The gavel came down. The sound echoed through the courtroom like a gunshot.
The Final Receipt
“Furthermore,”
Judge Morrison added, leaning forward over the bench.
“I am sanctioning the plaintiff to pay all legal fees incurred by the defendant in responding to this frivolous action.”
“And Mr. Prescott, I suggest you get your client out of my courtroom before I decide to refer this affidavit to the District Attorney for a review of potential perjury charges.”
“I don’t care how old or sick he is; fraud is fraud.”
I stood up. My legs felt strange, like they belonged to someone else.
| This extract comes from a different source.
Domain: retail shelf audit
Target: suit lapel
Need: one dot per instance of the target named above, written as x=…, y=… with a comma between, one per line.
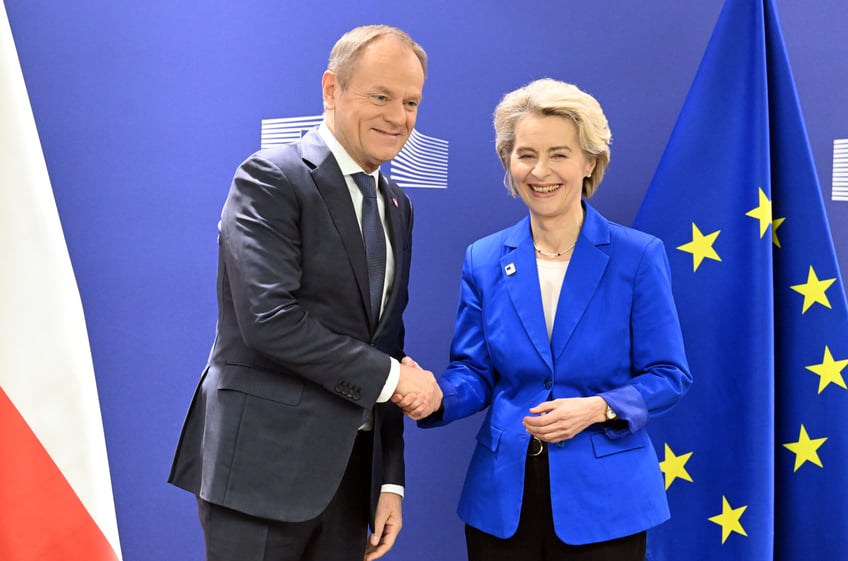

Meredith shook my hand and said something about calling her office to handle the fee recovery, but I barely heard her. I walked toward the exit without looking back at Gerald.
I could hear him behind me, his voice rising in a panicked, desperate cadence as he shouted at his lawyer. He was demanding to know how this had happened and insisting there must be something they could do.
He was threatening to file appeals and complaints and lawsuits against everyone involved. But it all sounded distant and muffled, like noise from a television playing in another room.
I pushed through the courthouse doors and walked out into the gray November afternoon. The cold air hit my face, and I breathed it in deeply; it tasted like freedom.
My phone buzzed in my pocket, a text from an unknown number.
“Ethan, I know you have money. You can’t let me starve. I’m your flesh and blood.”
I looked at the message for a long moment. I felt a familiar twinge somewhere in my chest, the old conditioned response and the trained need to please him.
I felt the need to prove my worth and to earn the approval he had never given freely. But then I thought about the affidavit.